Po pierwsze to gdzie te szpitale są, bo ja osobiście wiem tylko o dwóch i tylko do dwóch wiem, jak się wchodzi. Resztę znam tylko z nazwy i nigdy w nich nie byłam, ani jako pacjent, ani z wizytą.
Powstało więc pytanie - do którego szpitala?
Padło na Kraśnicką, bo obie wiedziałyśmy gdzie on jest i mniej więcej gdzie są wejścia.
Na miejscu okazało się, że trafienie do odpowiedniego wejścia nie jest takie proste, obeszłyśmy jedno całe skrzydło, zanim jakaś pielęgniarka kazała nam wyjść, obejść budynek i pójść do Szpitalnego Oddziału Ratunkowego.
Tam Justyna się zarejestrowała i po chwili zniknęła w pokoju "obserwacyjnym", jak głosiła tabliczka.
Było południe, miałam szczerą nadzieję, że obserwować jej nie będą, tylko zrobią, co trzeba i wypuszczą.
Czekałam i czekałam... Byłam głodna, nie miałam nawet Tic Tac-ów, które pomagają na wszystko, nie mówiąc już o batoniku czy gumie. Nie mogłam nigdzie pójść, bo Justyna zostawiła mi swoją torebkę razem z jej telefonem. Siedziałam więc w poczekalni i tylko modliłam się, aby szybko ją wypuścili.
Zadzwoniłam do Łukasza, wyjęłam MP3 i włączyłam sobie ciąg dalszy "Nad Niemnem", odebrałam telefon od Amelki, która na mnie czekała i nie mogła się doczekać. Obejrzałam trzy przyjazdy karetek, które przywiozły pacjentów na noszach, w stanie znacznie gorszym niż Justyna i jej ręka.
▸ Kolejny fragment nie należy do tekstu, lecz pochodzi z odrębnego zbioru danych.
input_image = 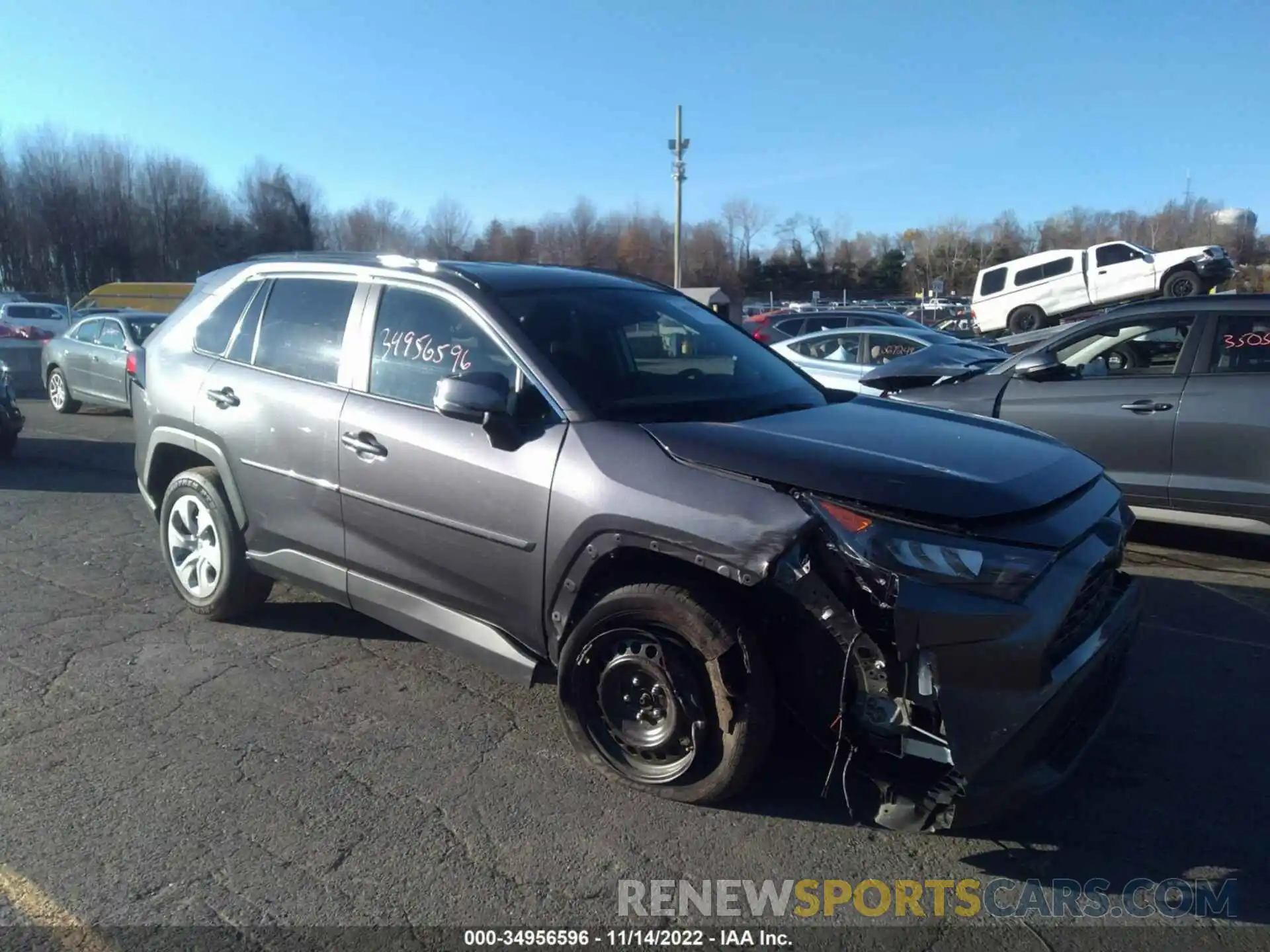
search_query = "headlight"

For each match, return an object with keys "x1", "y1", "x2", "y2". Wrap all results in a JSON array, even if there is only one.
[{"x1": 812, "y1": 496, "x2": 1056, "y2": 600}]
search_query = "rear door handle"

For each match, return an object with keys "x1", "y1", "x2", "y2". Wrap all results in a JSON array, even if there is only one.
[
  {"x1": 339, "y1": 432, "x2": 389, "y2": 457},
  {"x1": 207, "y1": 387, "x2": 243, "y2": 410}
]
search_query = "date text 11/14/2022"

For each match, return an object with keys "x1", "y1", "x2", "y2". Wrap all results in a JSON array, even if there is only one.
[{"x1": 464, "y1": 929, "x2": 792, "y2": 948}]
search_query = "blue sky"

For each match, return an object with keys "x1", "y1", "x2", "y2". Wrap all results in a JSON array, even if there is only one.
[{"x1": 0, "y1": 0, "x2": 1270, "y2": 238}]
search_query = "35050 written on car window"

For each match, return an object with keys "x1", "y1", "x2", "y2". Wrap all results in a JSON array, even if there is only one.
[{"x1": 370, "y1": 287, "x2": 516, "y2": 406}]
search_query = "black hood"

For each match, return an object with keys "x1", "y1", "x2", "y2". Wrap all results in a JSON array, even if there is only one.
[
  {"x1": 644, "y1": 396, "x2": 1103, "y2": 522},
  {"x1": 860, "y1": 342, "x2": 1007, "y2": 391}
]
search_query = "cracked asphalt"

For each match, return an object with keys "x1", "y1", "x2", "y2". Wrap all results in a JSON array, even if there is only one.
[{"x1": 0, "y1": 400, "x2": 1270, "y2": 949}]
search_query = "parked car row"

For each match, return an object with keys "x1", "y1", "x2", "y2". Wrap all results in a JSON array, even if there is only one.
[{"x1": 79, "y1": 253, "x2": 1140, "y2": 830}]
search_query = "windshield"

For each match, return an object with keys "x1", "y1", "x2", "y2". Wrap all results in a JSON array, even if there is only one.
[
  {"x1": 128, "y1": 321, "x2": 163, "y2": 344},
  {"x1": 501, "y1": 288, "x2": 827, "y2": 422}
]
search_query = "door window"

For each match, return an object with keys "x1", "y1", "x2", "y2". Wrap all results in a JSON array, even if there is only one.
[
  {"x1": 1208, "y1": 313, "x2": 1270, "y2": 373},
  {"x1": 251, "y1": 278, "x2": 357, "y2": 383},
  {"x1": 370, "y1": 287, "x2": 516, "y2": 407},
  {"x1": 194, "y1": 280, "x2": 259, "y2": 357},
  {"x1": 1054, "y1": 315, "x2": 1195, "y2": 377},
  {"x1": 865, "y1": 334, "x2": 922, "y2": 366},
  {"x1": 1093, "y1": 245, "x2": 1142, "y2": 268},
  {"x1": 97, "y1": 321, "x2": 123, "y2": 350},
  {"x1": 71, "y1": 321, "x2": 102, "y2": 344}
]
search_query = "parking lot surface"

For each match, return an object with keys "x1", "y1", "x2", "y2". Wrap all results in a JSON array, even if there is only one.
[{"x1": 0, "y1": 400, "x2": 1270, "y2": 949}]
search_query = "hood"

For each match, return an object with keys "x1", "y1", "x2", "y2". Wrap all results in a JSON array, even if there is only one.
[
  {"x1": 644, "y1": 396, "x2": 1103, "y2": 522},
  {"x1": 860, "y1": 341, "x2": 1007, "y2": 391}
]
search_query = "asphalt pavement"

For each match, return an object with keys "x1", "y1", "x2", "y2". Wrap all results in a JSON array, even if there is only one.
[{"x1": 0, "y1": 400, "x2": 1270, "y2": 949}]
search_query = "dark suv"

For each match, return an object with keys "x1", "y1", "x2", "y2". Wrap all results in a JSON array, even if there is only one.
[{"x1": 130, "y1": 254, "x2": 1140, "y2": 829}]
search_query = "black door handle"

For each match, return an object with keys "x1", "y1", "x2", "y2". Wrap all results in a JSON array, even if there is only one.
[
  {"x1": 207, "y1": 387, "x2": 243, "y2": 410},
  {"x1": 1120, "y1": 400, "x2": 1173, "y2": 414},
  {"x1": 339, "y1": 432, "x2": 389, "y2": 457}
]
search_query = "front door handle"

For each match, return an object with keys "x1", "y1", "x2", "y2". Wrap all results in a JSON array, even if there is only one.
[
  {"x1": 339, "y1": 432, "x2": 389, "y2": 457},
  {"x1": 207, "y1": 387, "x2": 243, "y2": 410}
]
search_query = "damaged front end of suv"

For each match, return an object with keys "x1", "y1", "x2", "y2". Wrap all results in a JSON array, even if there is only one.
[{"x1": 772, "y1": 477, "x2": 1140, "y2": 832}]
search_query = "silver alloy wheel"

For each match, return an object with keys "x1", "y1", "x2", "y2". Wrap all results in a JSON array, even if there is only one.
[
  {"x1": 48, "y1": 371, "x2": 66, "y2": 410},
  {"x1": 167, "y1": 494, "x2": 221, "y2": 598}
]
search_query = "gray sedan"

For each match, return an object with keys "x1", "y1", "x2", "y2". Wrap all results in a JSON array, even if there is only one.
[
  {"x1": 40, "y1": 311, "x2": 167, "y2": 414},
  {"x1": 772, "y1": 327, "x2": 1005, "y2": 392}
]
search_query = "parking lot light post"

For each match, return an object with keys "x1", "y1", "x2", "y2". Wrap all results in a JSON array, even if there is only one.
[{"x1": 669, "y1": 105, "x2": 689, "y2": 288}]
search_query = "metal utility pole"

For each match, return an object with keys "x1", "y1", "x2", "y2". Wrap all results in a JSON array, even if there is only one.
[{"x1": 671, "y1": 105, "x2": 689, "y2": 287}]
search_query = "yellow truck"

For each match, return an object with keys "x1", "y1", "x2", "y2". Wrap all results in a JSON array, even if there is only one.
[{"x1": 75, "y1": 280, "x2": 194, "y2": 313}]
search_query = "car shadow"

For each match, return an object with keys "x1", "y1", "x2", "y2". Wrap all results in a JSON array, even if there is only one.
[
  {"x1": 0, "y1": 446, "x2": 137, "y2": 494},
  {"x1": 725, "y1": 579, "x2": 1270, "y2": 923}
]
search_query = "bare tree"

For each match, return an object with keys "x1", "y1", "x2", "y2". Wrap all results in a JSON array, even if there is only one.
[{"x1": 423, "y1": 196, "x2": 472, "y2": 259}]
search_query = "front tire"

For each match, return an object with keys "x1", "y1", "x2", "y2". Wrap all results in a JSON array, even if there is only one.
[
  {"x1": 559, "y1": 584, "x2": 776, "y2": 803},
  {"x1": 48, "y1": 367, "x2": 80, "y2": 414},
  {"x1": 1161, "y1": 270, "x2": 1201, "y2": 297},
  {"x1": 1007, "y1": 305, "x2": 1046, "y2": 334},
  {"x1": 159, "y1": 466, "x2": 273, "y2": 621}
]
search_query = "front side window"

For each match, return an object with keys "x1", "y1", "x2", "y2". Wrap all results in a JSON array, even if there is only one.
[
  {"x1": 501, "y1": 287, "x2": 827, "y2": 422},
  {"x1": 865, "y1": 334, "x2": 922, "y2": 366},
  {"x1": 1054, "y1": 315, "x2": 1195, "y2": 377},
  {"x1": 1093, "y1": 245, "x2": 1142, "y2": 268},
  {"x1": 1208, "y1": 313, "x2": 1270, "y2": 373},
  {"x1": 370, "y1": 287, "x2": 516, "y2": 406},
  {"x1": 71, "y1": 321, "x2": 102, "y2": 344},
  {"x1": 194, "y1": 280, "x2": 259, "y2": 357},
  {"x1": 251, "y1": 278, "x2": 357, "y2": 383},
  {"x1": 97, "y1": 321, "x2": 123, "y2": 350},
  {"x1": 979, "y1": 268, "x2": 1008, "y2": 297}
]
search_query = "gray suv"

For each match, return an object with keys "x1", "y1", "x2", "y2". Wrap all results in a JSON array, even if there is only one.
[{"x1": 130, "y1": 254, "x2": 1140, "y2": 830}]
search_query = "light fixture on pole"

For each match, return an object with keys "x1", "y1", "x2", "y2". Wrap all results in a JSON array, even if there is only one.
[{"x1": 669, "y1": 105, "x2": 689, "y2": 287}]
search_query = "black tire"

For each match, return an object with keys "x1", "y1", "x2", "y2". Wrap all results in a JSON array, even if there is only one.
[
  {"x1": 159, "y1": 466, "x2": 273, "y2": 621},
  {"x1": 1161, "y1": 269, "x2": 1203, "y2": 297},
  {"x1": 46, "y1": 367, "x2": 81, "y2": 414},
  {"x1": 1007, "y1": 305, "x2": 1049, "y2": 334},
  {"x1": 559, "y1": 582, "x2": 776, "y2": 803}
]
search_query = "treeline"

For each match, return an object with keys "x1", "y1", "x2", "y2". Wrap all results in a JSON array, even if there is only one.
[{"x1": 0, "y1": 130, "x2": 1267, "y2": 297}]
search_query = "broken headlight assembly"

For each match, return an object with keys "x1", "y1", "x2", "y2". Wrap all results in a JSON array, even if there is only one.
[{"x1": 806, "y1": 496, "x2": 1056, "y2": 602}]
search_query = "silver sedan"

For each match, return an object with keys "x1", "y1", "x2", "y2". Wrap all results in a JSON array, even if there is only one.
[
  {"x1": 772, "y1": 327, "x2": 985, "y2": 392},
  {"x1": 40, "y1": 311, "x2": 167, "y2": 414}
]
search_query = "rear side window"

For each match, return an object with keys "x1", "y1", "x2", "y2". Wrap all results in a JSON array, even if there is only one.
[
  {"x1": 194, "y1": 280, "x2": 259, "y2": 357},
  {"x1": 251, "y1": 278, "x2": 357, "y2": 383},
  {"x1": 226, "y1": 282, "x2": 272, "y2": 363},
  {"x1": 979, "y1": 268, "x2": 1007, "y2": 297}
]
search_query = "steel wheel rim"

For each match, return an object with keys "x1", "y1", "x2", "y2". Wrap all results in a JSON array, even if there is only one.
[
  {"x1": 167, "y1": 495, "x2": 222, "y2": 598},
  {"x1": 574, "y1": 627, "x2": 706, "y2": 785}
]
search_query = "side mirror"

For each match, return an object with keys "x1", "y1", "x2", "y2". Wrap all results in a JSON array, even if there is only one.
[
  {"x1": 432, "y1": 371, "x2": 525, "y2": 451},
  {"x1": 432, "y1": 372, "x2": 511, "y2": 422},
  {"x1": 1013, "y1": 350, "x2": 1071, "y2": 381}
]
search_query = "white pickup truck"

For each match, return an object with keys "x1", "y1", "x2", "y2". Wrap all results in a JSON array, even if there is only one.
[{"x1": 970, "y1": 241, "x2": 1234, "y2": 334}]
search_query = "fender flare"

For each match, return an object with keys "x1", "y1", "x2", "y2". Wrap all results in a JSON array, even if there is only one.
[
  {"x1": 546, "y1": 531, "x2": 767, "y2": 664},
  {"x1": 141, "y1": 426, "x2": 246, "y2": 530}
]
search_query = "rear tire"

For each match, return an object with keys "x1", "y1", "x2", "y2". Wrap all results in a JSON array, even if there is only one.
[
  {"x1": 559, "y1": 584, "x2": 776, "y2": 803},
  {"x1": 159, "y1": 466, "x2": 273, "y2": 621},
  {"x1": 1161, "y1": 270, "x2": 1201, "y2": 297},
  {"x1": 48, "y1": 367, "x2": 80, "y2": 414},
  {"x1": 1007, "y1": 305, "x2": 1049, "y2": 334}
]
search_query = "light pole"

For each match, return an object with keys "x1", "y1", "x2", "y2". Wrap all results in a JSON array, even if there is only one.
[{"x1": 671, "y1": 105, "x2": 689, "y2": 287}]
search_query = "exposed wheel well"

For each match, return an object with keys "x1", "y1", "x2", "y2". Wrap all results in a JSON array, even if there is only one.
[
  {"x1": 146, "y1": 443, "x2": 214, "y2": 501},
  {"x1": 550, "y1": 546, "x2": 758, "y2": 661}
]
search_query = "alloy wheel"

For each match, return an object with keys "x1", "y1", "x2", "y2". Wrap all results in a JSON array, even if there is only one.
[{"x1": 167, "y1": 495, "x2": 222, "y2": 598}]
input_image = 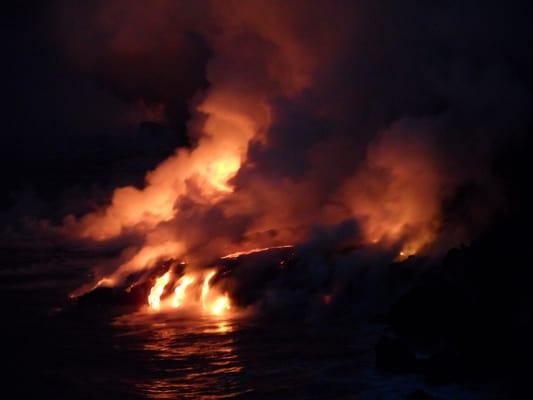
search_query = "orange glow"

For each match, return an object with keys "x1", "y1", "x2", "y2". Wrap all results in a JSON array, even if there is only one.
[
  {"x1": 220, "y1": 244, "x2": 294, "y2": 260},
  {"x1": 148, "y1": 271, "x2": 170, "y2": 310},
  {"x1": 200, "y1": 271, "x2": 216, "y2": 310},
  {"x1": 172, "y1": 275, "x2": 194, "y2": 308},
  {"x1": 211, "y1": 293, "x2": 231, "y2": 316}
]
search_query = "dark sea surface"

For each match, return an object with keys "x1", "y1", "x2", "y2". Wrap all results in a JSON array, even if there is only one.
[{"x1": 0, "y1": 248, "x2": 498, "y2": 399}]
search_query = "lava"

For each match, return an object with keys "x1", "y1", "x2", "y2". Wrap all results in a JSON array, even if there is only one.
[
  {"x1": 172, "y1": 275, "x2": 194, "y2": 308},
  {"x1": 211, "y1": 293, "x2": 231, "y2": 315},
  {"x1": 200, "y1": 271, "x2": 216, "y2": 310},
  {"x1": 220, "y1": 244, "x2": 294, "y2": 260},
  {"x1": 148, "y1": 271, "x2": 170, "y2": 310}
]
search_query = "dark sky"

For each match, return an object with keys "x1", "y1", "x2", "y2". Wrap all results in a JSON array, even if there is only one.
[
  {"x1": 0, "y1": 1, "x2": 205, "y2": 219},
  {"x1": 0, "y1": 1, "x2": 533, "y2": 230}
]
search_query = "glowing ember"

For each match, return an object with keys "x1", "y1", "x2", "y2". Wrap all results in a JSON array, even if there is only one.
[
  {"x1": 220, "y1": 244, "x2": 294, "y2": 260},
  {"x1": 211, "y1": 293, "x2": 231, "y2": 315},
  {"x1": 200, "y1": 271, "x2": 216, "y2": 310},
  {"x1": 172, "y1": 275, "x2": 194, "y2": 308},
  {"x1": 148, "y1": 271, "x2": 170, "y2": 310}
]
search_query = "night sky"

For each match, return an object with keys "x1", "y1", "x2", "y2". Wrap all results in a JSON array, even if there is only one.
[{"x1": 0, "y1": 0, "x2": 533, "y2": 399}]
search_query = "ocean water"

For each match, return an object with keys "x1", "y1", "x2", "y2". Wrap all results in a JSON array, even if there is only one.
[{"x1": 0, "y1": 245, "x2": 487, "y2": 399}]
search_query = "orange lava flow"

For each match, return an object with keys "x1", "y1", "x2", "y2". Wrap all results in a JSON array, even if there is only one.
[
  {"x1": 148, "y1": 271, "x2": 170, "y2": 310},
  {"x1": 200, "y1": 271, "x2": 216, "y2": 310},
  {"x1": 211, "y1": 293, "x2": 231, "y2": 315},
  {"x1": 172, "y1": 275, "x2": 194, "y2": 308},
  {"x1": 220, "y1": 244, "x2": 294, "y2": 260}
]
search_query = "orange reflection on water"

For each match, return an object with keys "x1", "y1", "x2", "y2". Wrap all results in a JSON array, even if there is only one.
[{"x1": 125, "y1": 319, "x2": 247, "y2": 399}]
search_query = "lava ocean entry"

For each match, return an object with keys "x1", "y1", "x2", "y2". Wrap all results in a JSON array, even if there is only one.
[{"x1": 0, "y1": 0, "x2": 533, "y2": 399}]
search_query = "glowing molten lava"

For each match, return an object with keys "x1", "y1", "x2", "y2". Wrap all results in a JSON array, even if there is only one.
[
  {"x1": 211, "y1": 293, "x2": 231, "y2": 315},
  {"x1": 200, "y1": 271, "x2": 215, "y2": 310},
  {"x1": 172, "y1": 275, "x2": 194, "y2": 308},
  {"x1": 148, "y1": 271, "x2": 170, "y2": 310}
]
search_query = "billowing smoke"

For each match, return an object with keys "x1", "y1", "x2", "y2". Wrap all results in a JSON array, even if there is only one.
[{"x1": 48, "y1": 0, "x2": 527, "y2": 312}]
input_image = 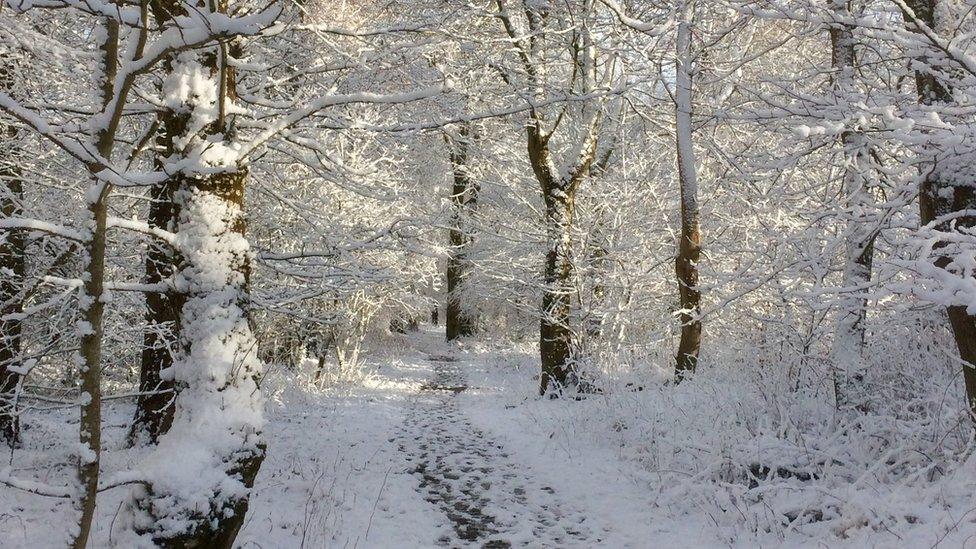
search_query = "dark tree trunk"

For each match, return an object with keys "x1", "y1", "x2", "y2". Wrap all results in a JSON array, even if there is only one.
[
  {"x1": 0, "y1": 60, "x2": 26, "y2": 446},
  {"x1": 674, "y1": 0, "x2": 702, "y2": 382},
  {"x1": 129, "y1": 178, "x2": 183, "y2": 444},
  {"x1": 448, "y1": 123, "x2": 479, "y2": 341},
  {"x1": 526, "y1": 120, "x2": 584, "y2": 394},
  {"x1": 830, "y1": 5, "x2": 876, "y2": 409},
  {"x1": 539, "y1": 191, "x2": 574, "y2": 394},
  {"x1": 906, "y1": 0, "x2": 976, "y2": 420}
]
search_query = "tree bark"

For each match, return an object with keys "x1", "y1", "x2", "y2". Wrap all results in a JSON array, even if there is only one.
[
  {"x1": 129, "y1": 124, "x2": 187, "y2": 444},
  {"x1": 130, "y1": 7, "x2": 266, "y2": 549},
  {"x1": 830, "y1": 0, "x2": 876, "y2": 408},
  {"x1": 905, "y1": 0, "x2": 976, "y2": 421},
  {"x1": 128, "y1": 0, "x2": 189, "y2": 445},
  {"x1": 0, "y1": 57, "x2": 27, "y2": 447},
  {"x1": 674, "y1": 1, "x2": 702, "y2": 382},
  {"x1": 72, "y1": 18, "x2": 124, "y2": 549},
  {"x1": 448, "y1": 122, "x2": 479, "y2": 341}
]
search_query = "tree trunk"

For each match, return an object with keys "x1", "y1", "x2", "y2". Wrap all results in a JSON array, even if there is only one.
[
  {"x1": 830, "y1": 5, "x2": 875, "y2": 408},
  {"x1": 0, "y1": 60, "x2": 26, "y2": 447},
  {"x1": 448, "y1": 123, "x2": 478, "y2": 341},
  {"x1": 72, "y1": 18, "x2": 119, "y2": 549},
  {"x1": 129, "y1": 178, "x2": 183, "y2": 444},
  {"x1": 128, "y1": 0, "x2": 189, "y2": 445},
  {"x1": 674, "y1": 1, "x2": 702, "y2": 382},
  {"x1": 906, "y1": 0, "x2": 976, "y2": 421},
  {"x1": 539, "y1": 186, "x2": 574, "y2": 394},
  {"x1": 132, "y1": 15, "x2": 266, "y2": 549}
]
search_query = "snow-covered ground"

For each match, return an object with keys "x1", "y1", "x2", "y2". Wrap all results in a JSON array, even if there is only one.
[{"x1": 0, "y1": 329, "x2": 976, "y2": 549}]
W końcu wyszłam przed budynek i usiadłam w słońcu opalając się, bo dzień był ładny. Niestety był tak ładny, że słońce grzało, jak szalone, kiedy więc jechałyśmy autem - a moje nie ma klimatyzacji - było nam naprawdę gorąco.
Justyna wyszła po prawie godzinie, zagipsowana tak, że chyba bardziej się nie dało. Miała dosłownie przygipsowaną tą złamaną rękę do tułowia. Włosy ktoś jej upiął fantazyjnie na czubku głowy, widocznie aby nie przeszkadzały przy wsadzaniu jej w ten gipsowy gorset, koszulka była założona na ten gips jakby dla żartu, ale Justyna miała minę dzielną.
Poszła jeszcze na jaką kontrolę z drugim rentgenem, tym razem już zrobionym po zagipsowaniu i wyszła po 10 minutach już na dobre.
Na koniec pielęgniarka i pielęgniarz "poprawili" jej humor swoimi przemyśleniami. Pielęgniarka zapytała na widok pancerza Justyny:
- A gdzie coś takiego się robi?
Justyna odpowiedziała, że sport to zdrowie. Na rowerku. Laska stwierdziła, że ona w takim razie na rower nie wsiada i zapytała na ile lekarz zagipsował Justynę. Pomijając fakt, że na rękę i na plecy włącznie, to na czas do czwartku. Justyna ma w czwartek przyjść na jakieś oględziny i - jak miała nadzieję, na zdjęcie gipsu. Pielęgniarze obejrzeli Justyny rentgen, zobaczyli złamanie (świetnie widoczne, nawet ja je widziałam, było tam niezaprzeczalnie) i orzekli, że lekarz musiał mieć dobry humor, ale na pewno gipsu jej szybko nie zdejmą.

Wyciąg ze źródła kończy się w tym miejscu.